# example of Fourier series

Here we present an example of Fourier series:

Example:

Let $f\colon(-\pi,\pi)\to\mathbb{R}$ be the “identity” function, defined by

 $f(x)=x,\text{ for all }x\in(-\pi,\pi).$

We will compute the Fourier coefficients for this function. Notice that $\cos(nx)$ is an even function, while $f$ and $\sin(nx)$ are odd functions.

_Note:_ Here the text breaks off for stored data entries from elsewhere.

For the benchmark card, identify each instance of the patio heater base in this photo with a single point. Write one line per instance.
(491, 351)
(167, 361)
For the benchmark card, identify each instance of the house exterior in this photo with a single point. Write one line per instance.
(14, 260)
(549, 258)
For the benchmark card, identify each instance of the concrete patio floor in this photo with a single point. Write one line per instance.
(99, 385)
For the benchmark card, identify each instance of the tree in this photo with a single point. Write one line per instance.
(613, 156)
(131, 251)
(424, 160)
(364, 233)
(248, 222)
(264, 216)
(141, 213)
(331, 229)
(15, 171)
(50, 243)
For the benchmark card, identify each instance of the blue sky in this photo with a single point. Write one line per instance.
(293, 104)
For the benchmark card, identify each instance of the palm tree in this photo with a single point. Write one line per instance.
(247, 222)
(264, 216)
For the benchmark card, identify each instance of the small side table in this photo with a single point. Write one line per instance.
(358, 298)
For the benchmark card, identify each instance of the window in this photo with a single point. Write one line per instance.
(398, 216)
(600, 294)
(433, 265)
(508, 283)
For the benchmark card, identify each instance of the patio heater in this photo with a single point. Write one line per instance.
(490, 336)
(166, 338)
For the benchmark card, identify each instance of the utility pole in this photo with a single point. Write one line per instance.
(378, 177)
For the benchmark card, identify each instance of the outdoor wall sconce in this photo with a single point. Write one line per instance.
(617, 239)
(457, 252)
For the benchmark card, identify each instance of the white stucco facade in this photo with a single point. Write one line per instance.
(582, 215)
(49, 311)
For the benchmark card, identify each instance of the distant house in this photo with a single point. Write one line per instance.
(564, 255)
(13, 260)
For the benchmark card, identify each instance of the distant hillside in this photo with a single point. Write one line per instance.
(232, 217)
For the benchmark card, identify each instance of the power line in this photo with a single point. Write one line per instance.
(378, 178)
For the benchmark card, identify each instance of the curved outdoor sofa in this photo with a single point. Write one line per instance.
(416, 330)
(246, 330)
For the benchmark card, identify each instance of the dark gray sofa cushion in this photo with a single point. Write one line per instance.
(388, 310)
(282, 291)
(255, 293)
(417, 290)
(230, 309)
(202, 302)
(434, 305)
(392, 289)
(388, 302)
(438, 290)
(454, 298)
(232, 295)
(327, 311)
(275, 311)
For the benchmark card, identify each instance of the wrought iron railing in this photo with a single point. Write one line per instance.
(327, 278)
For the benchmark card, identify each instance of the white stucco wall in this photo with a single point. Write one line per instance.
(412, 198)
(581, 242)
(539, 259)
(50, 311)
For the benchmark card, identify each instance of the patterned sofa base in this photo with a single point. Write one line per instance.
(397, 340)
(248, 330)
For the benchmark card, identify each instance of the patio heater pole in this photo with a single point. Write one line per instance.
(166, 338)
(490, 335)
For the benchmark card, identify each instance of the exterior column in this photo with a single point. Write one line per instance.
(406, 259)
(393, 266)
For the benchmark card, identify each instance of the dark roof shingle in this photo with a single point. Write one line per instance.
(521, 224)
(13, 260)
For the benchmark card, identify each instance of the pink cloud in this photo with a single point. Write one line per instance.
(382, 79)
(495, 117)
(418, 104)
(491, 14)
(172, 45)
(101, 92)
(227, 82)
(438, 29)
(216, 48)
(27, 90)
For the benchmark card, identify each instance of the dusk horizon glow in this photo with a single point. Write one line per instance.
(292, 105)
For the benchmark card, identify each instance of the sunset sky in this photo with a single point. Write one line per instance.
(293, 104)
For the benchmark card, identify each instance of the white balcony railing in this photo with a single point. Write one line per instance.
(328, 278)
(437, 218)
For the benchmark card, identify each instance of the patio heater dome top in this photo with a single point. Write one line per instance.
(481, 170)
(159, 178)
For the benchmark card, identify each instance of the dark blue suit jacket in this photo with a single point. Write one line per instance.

 $\displaystyle a_{0}^{f}$ $\displaystyle=$ $\displaystyle\frac{1}{2\pi}\int_{-\pi}^{\pi}f(x)dx=\frac{1}{2\pi}\int_{-\pi}^{% \pi}xdx=0$ $\displaystyle a_{n}^{f}$ $\displaystyle=$ $\displaystyle\frac{1}{\pi}\int_{-\pi}^{\pi}f(x)\cos(nx)dx=\frac{1}{\pi}\int_{-% \pi}^{\pi}x\cos(nx)dx=0$ $\displaystyle b_{n}^{f}$ $\displaystyle=$ $\displaystyle\frac{1}{\pi}\int_{-\pi}^{\pi}f(x)\sin(nx)dx=\frac{1}{\pi}\int_{-% \pi}^{\pi}x\sin(nx)dx=$ $\displaystyle=$ $\displaystyle\frac{2}{\pi}\int_{0}^{\pi}x\sin(nx)dx=\frac{2}{\pi}\left(\left[-% \frac{x\cos(nx)}{n}\right]_{0}^{\pi}+\left[\frac{\sin(nx)}{n^{2}}\right]_{0}^{% \pi}=\right)=(-1)^{n+1}\frac{2}{n}$

Notice that $a_{0}^{f},a_{n}^{f}$ are $0$ because $x$ and $x\cos(nx)$ are odd functions. Hence the Fourier series for $f(x)=x$ is:

 $\displaystyle f(x)=x$ $\displaystyle=$ $\displaystyle a_{0}^{f}+\sum_{n=1}^{\infty}(a_{n}^{f}\cos(nx)+b_{n}^{f}\sin(nx% ))=$ $\displaystyle=$ $\displaystyle\sum_{n=1}^{\infty}(-1)^{n+1}\frac{2}{n}\sin(nx),\quad\forall x% \in(-\pi,\pi)$

For an application of this Fourier series, see value of the Riemann zeta function at $s=2$.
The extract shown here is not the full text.